Re: UTF8 locale & shell encoding

From: Philippe Verdy (verdy_p@wanadoo.fr)
Date: Fri Jan 16 2004 - 10:36:15 EST

  • Next message: Martin Heijdra: "Order of fonts/encodings used in Internet Explorer"

    From: "Jon Hanna" <jon@hackcraft.net>
    > > It would be good to say that this depends on the compiler tool you use,
    and
    > > its version...
    >
    > True, I was refering here to VisualC++. The naming convention has been
    > relatively stable for the last few versions IIRC.
    >
    > There's nothing less portable _on Windows_ than the "standard
    > > C/C++ library", which try to mimic more or less successfully what is
    offered
    > > on Unix/Linux and other POSIX systems...
    >
    > It's not a good idea to code as if other values have any degree of
    > cross-compiler and/or cross-platform stability unless you are explicitly
    coding
    > to a standard which does define them (as I believe POSIX does) in addition
    to
    > standards related to C++ itself.

    Note the words that I underlined: _on Windows_

    The most portable way _on Windows_ to convert between UTF-8 and ACP/OCP
    codepages remains the MultiByteToWideChar API. Sure it is a Windows specific
    API, but it will be supported by all C/C++ compilers for Windows, whatever
    their level of support for locales (most compilers on Windows have very
    Basic support for locales, and weak or no support for other locales than
    "C"). So any code that depends on locale names on Windows is very likely to
    fail because of the absence of support for other POSIX locales than "C".

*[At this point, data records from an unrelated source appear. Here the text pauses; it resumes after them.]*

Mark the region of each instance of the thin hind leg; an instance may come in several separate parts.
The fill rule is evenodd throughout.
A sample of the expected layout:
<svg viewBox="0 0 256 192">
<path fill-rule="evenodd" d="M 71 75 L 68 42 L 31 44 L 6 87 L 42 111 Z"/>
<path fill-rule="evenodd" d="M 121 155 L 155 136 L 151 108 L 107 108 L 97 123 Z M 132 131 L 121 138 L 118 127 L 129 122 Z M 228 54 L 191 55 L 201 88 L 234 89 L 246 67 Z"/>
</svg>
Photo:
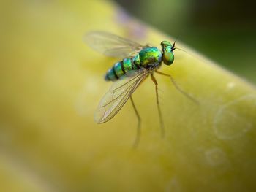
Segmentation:
<svg viewBox="0 0 256 192">
<path fill-rule="evenodd" d="M 169 77 L 170 80 L 172 81 L 174 87 L 181 93 L 182 93 L 184 96 L 186 96 L 187 98 L 189 99 L 190 100 L 192 100 L 193 102 L 196 103 L 197 104 L 199 104 L 198 101 L 197 101 L 195 98 L 192 97 L 191 96 L 189 96 L 188 93 L 187 93 L 185 91 L 184 91 L 182 89 L 180 88 L 180 87 L 177 85 L 177 83 L 175 82 L 173 76 L 171 76 L 170 74 L 165 74 L 163 72 L 160 72 L 158 71 L 155 71 L 156 73 L 158 73 L 159 74 L 164 75 L 164 76 L 167 76 Z"/>
<path fill-rule="evenodd" d="M 133 143 L 133 147 L 134 148 L 137 148 L 137 147 L 138 146 L 139 143 L 140 143 L 140 134 L 141 134 L 141 120 L 140 120 L 140 115 L 137 110 L 137 108 L 135 107 L 135 104 L 133 101 L 132 97 L 132 96 L 129 97 L 132 104 L 132 107 L 133 109 L 135 110 L 136 116 L 137 116 L 137 119 L 138 119 L 138 126 L 137 126 L 137 134 L 136 134 L 136 138 L 135 140 Z"/>
<path fill-rule="evenodd" d="M 154 82 L 155 85 L 155 88 L 156 88 L 156 96 L 157 96 L 157 110 L 158 110 L 158 115 L 159 117 L 159 120 L 160 120 L 160 126 L 161 126 L 161 135 L 162 137 L 165 137 L 165 127 L 164 127 L 164 123 L 162 120 L 162 112 L 160 109 L 160 105 L 159 105 L 159 96 L 158 96 L 158 83 L 156 80 L 156 78 L 154 77 L 153 74 L 151 75 L 151 80 Z"/>
</svg>

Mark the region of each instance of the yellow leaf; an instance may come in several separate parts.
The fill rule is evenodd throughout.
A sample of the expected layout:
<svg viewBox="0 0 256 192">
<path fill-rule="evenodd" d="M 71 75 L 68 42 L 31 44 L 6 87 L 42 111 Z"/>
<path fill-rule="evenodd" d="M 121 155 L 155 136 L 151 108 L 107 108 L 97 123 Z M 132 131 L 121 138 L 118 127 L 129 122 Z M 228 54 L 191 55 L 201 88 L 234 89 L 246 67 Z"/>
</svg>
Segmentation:
<svg viewBox="0 0 256 192">
<path fill-rule="evenodd" d="M 173 42 L 105 1 L 2 3 L 0 185 L 2 191 L 242 191 L 256 187 L 256 91 L 187 46 L 175 51 L 169 78 L 134 94 L 110 121 L 93 114 L 116 59 L 95 53 L 84 33 L 101 30 L 141 43 Z M 15 170 L 15 171 L 14 171 Z M 18 186 L 15 188 L 14 186 Z"/>
</svg>

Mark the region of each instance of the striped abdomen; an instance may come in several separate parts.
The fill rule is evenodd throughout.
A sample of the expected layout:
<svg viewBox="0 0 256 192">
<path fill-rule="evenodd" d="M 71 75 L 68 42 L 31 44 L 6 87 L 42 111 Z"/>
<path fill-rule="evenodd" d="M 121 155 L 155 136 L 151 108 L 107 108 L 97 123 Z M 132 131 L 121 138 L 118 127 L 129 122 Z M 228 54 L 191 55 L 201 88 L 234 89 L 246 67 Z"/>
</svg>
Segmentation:
<svg viewBox="0 0 256 192">
<path fill-rule="evenodd" d="M 124 58 L 123 61 L 115 64 L 108 71 L 105 76 L 105 80 L 107 81 L 115 81 L 120 79 L 120 77 L 127 72 L 139 69 L 140 66 L 135 64 L 132 58 Z"/>
</svg>

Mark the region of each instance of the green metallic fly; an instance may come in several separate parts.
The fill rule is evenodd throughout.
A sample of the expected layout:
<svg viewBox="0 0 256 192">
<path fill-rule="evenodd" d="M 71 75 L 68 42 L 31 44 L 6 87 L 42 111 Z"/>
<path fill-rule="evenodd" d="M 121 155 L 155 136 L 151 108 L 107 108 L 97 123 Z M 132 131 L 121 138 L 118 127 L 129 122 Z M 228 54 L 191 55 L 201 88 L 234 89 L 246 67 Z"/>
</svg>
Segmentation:
<svg viewBox="0 0 256 192">
<path fill-rule="evenodd" d="M 196 101 L 182 91 L 175 82 L 171 75 L 160 72 L 158 69 L 164 63 L 170 66 L 173 63 L 175 42 L 161 42 L 162 50 L 149 45 L 139 43 L 103 32 L 93 31 L 86 35 L 86 42 L 95 50 L 110 57 L 123 58 L 116 63 L 106 73 L 105 80 L 113 81 L 113 85 L 103 96 L 94 113 L 94 120 L 98 123 L 105 123 L 112 119 L 130 99 L 138 118 L 137 136 L 134 146 L 137 147 L 140 137 L 140 117 L 135 107 L 132 95 L 136 88 L 149 75 L 155 85 L 157 104 L 159 117 L 162 136 L 165 128 L 160 110 L 157 82 L 154 73 L 169 77 L 175 87 L 189 99 Z"/>
</svg>

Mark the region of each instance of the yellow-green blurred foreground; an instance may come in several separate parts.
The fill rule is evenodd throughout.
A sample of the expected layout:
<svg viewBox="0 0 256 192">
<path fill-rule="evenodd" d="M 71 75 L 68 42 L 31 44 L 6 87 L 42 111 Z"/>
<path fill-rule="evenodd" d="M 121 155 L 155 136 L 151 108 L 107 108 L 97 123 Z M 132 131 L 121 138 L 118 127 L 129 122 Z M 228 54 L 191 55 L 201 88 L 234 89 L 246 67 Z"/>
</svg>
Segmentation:
<svg viewBox="0 0 256 192">
<path fill-rule="evenodd" d="M 94 110 L 116 61 L 86 47 L 85 32 L 110 31 L 159 45 L 173 41 L 105 1 L 1 2 L 1 191 L 255 191 L 255 88 L 176 50 L 170 73 L 197 105 L 156 74 L 135 93 L 142 137 L 129 101 L 110 122 Z"/>
</svg>

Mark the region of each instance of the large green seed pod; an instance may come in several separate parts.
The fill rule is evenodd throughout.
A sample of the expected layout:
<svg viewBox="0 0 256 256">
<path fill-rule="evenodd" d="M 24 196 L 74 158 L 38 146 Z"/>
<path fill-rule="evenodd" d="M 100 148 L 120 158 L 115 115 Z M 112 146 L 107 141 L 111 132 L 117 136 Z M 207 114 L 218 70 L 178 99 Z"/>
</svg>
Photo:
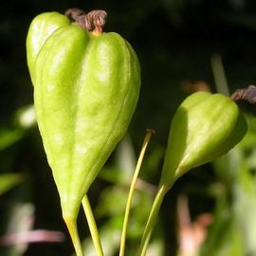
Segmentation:
<svg viewBox="0 0 256 256">
<path fill-rule="evenodd" d="M 196 92 L 179 106 L 171 123 L 160 185 L 192 168 L 212 161 L 246 135 L 237 104 L 221 94 Z"/>
<path fill-rule="evenodd" d="M 127 130 L 139 93 L 139 64 L 119 34 L 89 32 L 58 12 L 33 20 L 27 49 L 38 126 L 63 214 L 76 219 Z"/>
</svg>

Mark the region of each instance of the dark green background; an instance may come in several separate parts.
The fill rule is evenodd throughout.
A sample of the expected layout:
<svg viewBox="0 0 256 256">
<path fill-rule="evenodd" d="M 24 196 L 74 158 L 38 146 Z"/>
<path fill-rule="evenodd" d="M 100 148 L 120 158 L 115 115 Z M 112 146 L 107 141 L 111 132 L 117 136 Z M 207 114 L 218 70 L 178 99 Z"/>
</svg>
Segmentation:
<svg viewBox="0 0 256 256">
<path fill-rule="evenodd" d="M 64 12 L 73 7 L 85 11 L 105 9 L 108 12 L 105 31 L 121 34 L 137 53 L 142 84 L 130 127 L 137 153 L 146 128 L 156 131 L 153 148 L 166 145 L 174 111 L 188 95 L 182 90 L 184 81 L 204 81 L 213 92 L 216 91 L 210 66 L 213 54 L 222 57 L 230 91 L 256 81 L 256 5 L 253 0 L 1 0 L 1 126 L 8 125 L 17 108 L 33 101 L 25 46 L 32 18 L 44 11 Z M 1 154 L 5 160 L 0 163 L 0 172 L 25 172 L 27 178 L 23 186 L 15 189 L 18 192 L 9 192 L 1 198 L 0 214 L 5 211 L 9 198 L 21 196 L 22 200 L 31 200 L 36 206 L 35 228 L 65 231 L 37 128 Z M 168 204 L 164 204 L 161 216 L 163 222 L 166 221 L 167 241 L 174 239 L 175 232 L 174 220 L 172 223 L 170 218 L 174 214 L 177 193 L 192 193 L 192 214 L 210 210 L 212 202 L 200 193 L 200 186 L 206 186 L 215 177 L 210 170 L 204 172 L 205 169 L 209 167 L 185 175 L 166 200 Z M 142 175 L 156 184 L 159 171 L 160 167 L 155 174 Z M 101 182 L 97 184 L 93 190 L 95 194 L 100 193 L 101 186 L 104 186 Z M 174 250 L 175 243 L 170 245 L 169 249 Z M 70 255 L 72 247 L 66 242 L 64 245 L 33 245 L 26 255 Z"/>
</svg>

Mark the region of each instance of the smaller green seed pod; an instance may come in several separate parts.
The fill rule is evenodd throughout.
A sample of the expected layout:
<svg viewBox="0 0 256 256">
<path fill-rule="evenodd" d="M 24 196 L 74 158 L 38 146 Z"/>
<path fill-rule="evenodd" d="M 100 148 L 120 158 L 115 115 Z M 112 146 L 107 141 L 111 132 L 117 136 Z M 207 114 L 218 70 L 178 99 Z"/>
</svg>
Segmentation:
<svg viewBox="0 0 256 256">
<path fill-rule="evenodd" d="M 246 120 L 229 98 L 209 92 L 189 96 L 171 123 L 160 185 L 169 187 L 192 168 L 224 155 L 246 133 Z"/>
</svg>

    Of course you can choose which compiler and version to use if you build your
    own binaries. But if you want to make the _source_ code portable, you then
    need a compromize, by specifically saying which compiler and version you
    support with this source code.

    The question from Deepak is then correctly answered: POSIX locales are not a
    great help for Windows where there's not even a system environment setting
    to define it: you need a POSIX emulation layer to artificially infer a POSIX
    locale based on system locale information as seen with the Win32 APIs like
    getACP() or getOEMCP() and other APIs to get the user's regional settings
    for language and number/date formatting. Such emulation layer is built in
    the port of Java VM and core libraries for Windows.

    Of course you can use functions like wcs* mbs* functions on Windows, but
    conversion of character encodings is to build yourself, or by using the
    support functions built into the standard C library of a specific compiler
    and version, which most of the time will only be able to convert between the
    ACP code page (used by mbs* functions and the ANSI version of Win32 APIs)
    and UTF-16 (used by wcs* functions and the _UNICODE version of the Win32
    API). Standard C libraries for Windows that are based on (char*) strings
    assume most of the time that filenames will be given in the local ANSI
    codepage (see the result of getACP()), or that output to a console or
    DOS-emulation functions will use the OEMCP, or that calls to _UNICODE
    versions of Win32 API with (wchar_t*) strings will use UTF-16.

    Thanks, the MultiByteToWideChar() API (and the reverse) is working correctly
    even on Windows 95 provided that it is limited to convert between UTF-16 on
    one side and ACP or OEMCP or UTF-8 on the other side.

    Support for other codepages (including Windows-1252 on non-European versions
    of Windows) is not guaranteed (won't work on Windows 95, may work on Windows
    2000/NT/XP provided that these extra codepages have been installed by the
    Administrator in the regional settings configuration panel).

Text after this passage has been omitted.